Controller surface scan analysis is an automatic background process that ensures that you can recover data if a drive failure occurs. The controller scanning process

  • checks physical drives in fault-tolerant logical drives for bad sectors

  • in RAID 5 or RAID 6 (ADG) configurations, verifies the consistency of parity data

You can disable the surface scan analysis, set it to high, or specify a time interval that the controller is inactive before a surface scan analysis is started on the physical drives that are connected to it.

  • Disabled: Disabling the controller surface scan can decrease the potential latency impacts that may occur due to waiting for a scanning I/O to complete, but at the cost of not detecting the growth of bad blocks on the media before a data loss situation.

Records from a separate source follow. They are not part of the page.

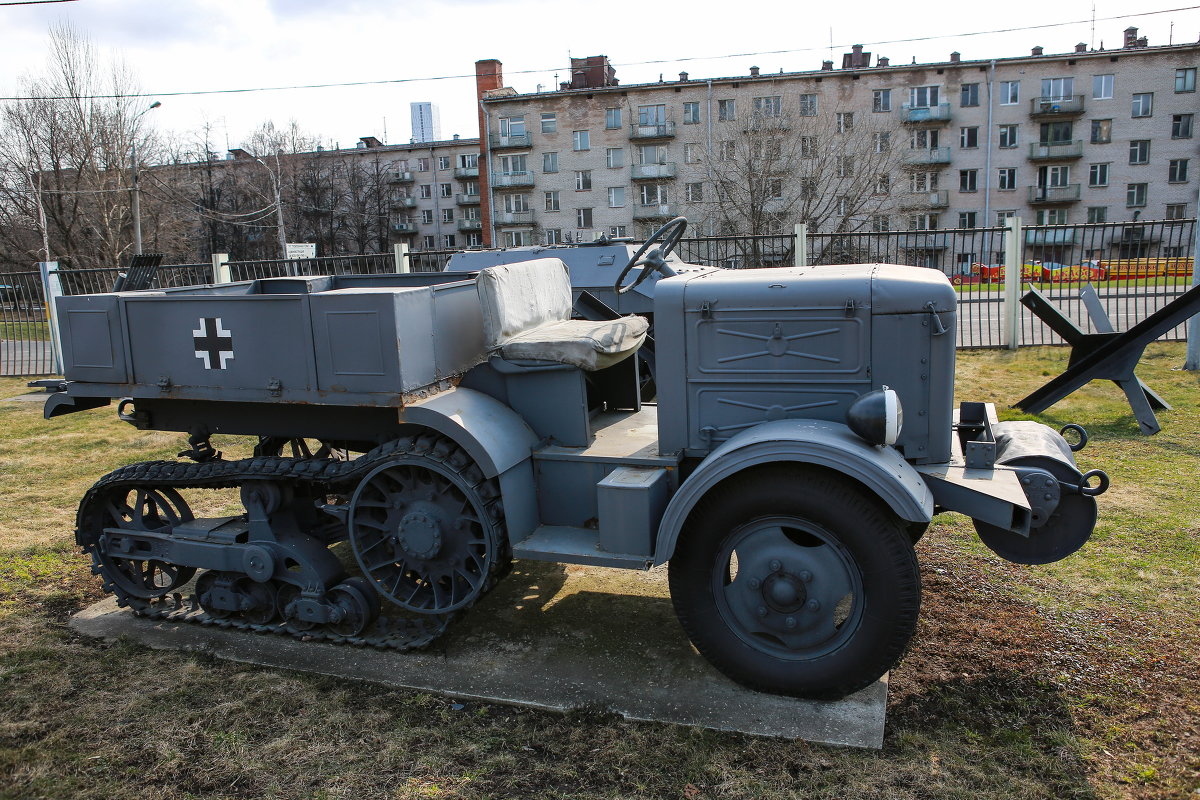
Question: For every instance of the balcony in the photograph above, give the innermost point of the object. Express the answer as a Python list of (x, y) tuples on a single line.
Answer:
[(658, 211), (653, 172), (513, 217), (1056, 150), (1060, 107), (935, 199), (922, 114), (1053, 194), (511, 180), (654, 131), (510, 142), (928, 157)]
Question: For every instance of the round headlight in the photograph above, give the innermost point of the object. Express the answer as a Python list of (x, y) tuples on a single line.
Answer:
[(876, 416)]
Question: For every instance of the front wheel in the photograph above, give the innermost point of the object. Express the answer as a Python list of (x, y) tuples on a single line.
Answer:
[(796, 581)]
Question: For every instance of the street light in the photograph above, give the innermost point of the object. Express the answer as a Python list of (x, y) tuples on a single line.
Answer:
[(137, 191)]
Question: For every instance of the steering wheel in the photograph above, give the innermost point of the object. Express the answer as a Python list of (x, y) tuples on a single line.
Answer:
[(657, 259)]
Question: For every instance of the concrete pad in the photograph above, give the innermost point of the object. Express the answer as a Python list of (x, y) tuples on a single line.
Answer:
[(551, 637)]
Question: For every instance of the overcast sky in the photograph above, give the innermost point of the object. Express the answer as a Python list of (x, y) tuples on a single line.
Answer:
[(202, 44)]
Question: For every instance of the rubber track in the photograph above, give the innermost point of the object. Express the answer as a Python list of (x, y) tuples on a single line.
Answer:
[(321, 474)]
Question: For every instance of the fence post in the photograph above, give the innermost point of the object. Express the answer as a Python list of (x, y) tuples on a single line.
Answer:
[(52, 288), (802, 245), (221, 268), (1014, 259)]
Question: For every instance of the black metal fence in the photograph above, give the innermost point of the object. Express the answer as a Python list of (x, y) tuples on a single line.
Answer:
[(24, 330)]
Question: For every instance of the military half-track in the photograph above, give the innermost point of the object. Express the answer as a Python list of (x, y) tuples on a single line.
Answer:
[(432, 427)]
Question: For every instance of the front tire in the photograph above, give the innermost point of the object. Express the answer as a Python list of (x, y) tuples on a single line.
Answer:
[(796, 581)]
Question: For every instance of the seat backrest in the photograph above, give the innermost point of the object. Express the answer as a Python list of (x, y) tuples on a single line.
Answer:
[(517, 298)]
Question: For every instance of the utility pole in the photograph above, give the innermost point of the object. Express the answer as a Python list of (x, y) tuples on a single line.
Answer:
[(137, 190)]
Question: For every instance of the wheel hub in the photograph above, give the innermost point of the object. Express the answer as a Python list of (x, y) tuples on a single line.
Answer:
[(419, 535)]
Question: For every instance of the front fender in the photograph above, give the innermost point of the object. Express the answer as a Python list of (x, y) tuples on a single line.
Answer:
[(881, 469)]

  • High: Setting the controller surface scan to high increases the probability of detecting a bad block before it becomes a data loss situation.

  • Idle: Setting the controller surface scan to idle and setting the corresponding surface scan delay can decrease the potential latency impacts, but still allow the scanning of bad blocks during the idle time.

Parallel surface scan count allows the control of how many controller surface scans can operate in parallel. This is used when there is more than one logical drive on a controller. This setting allows the controller to detect bad blocks on multiple logical drives in parallel and can significantly decrease the time it takes to detect back, especially for logical drives using very large capacity drives.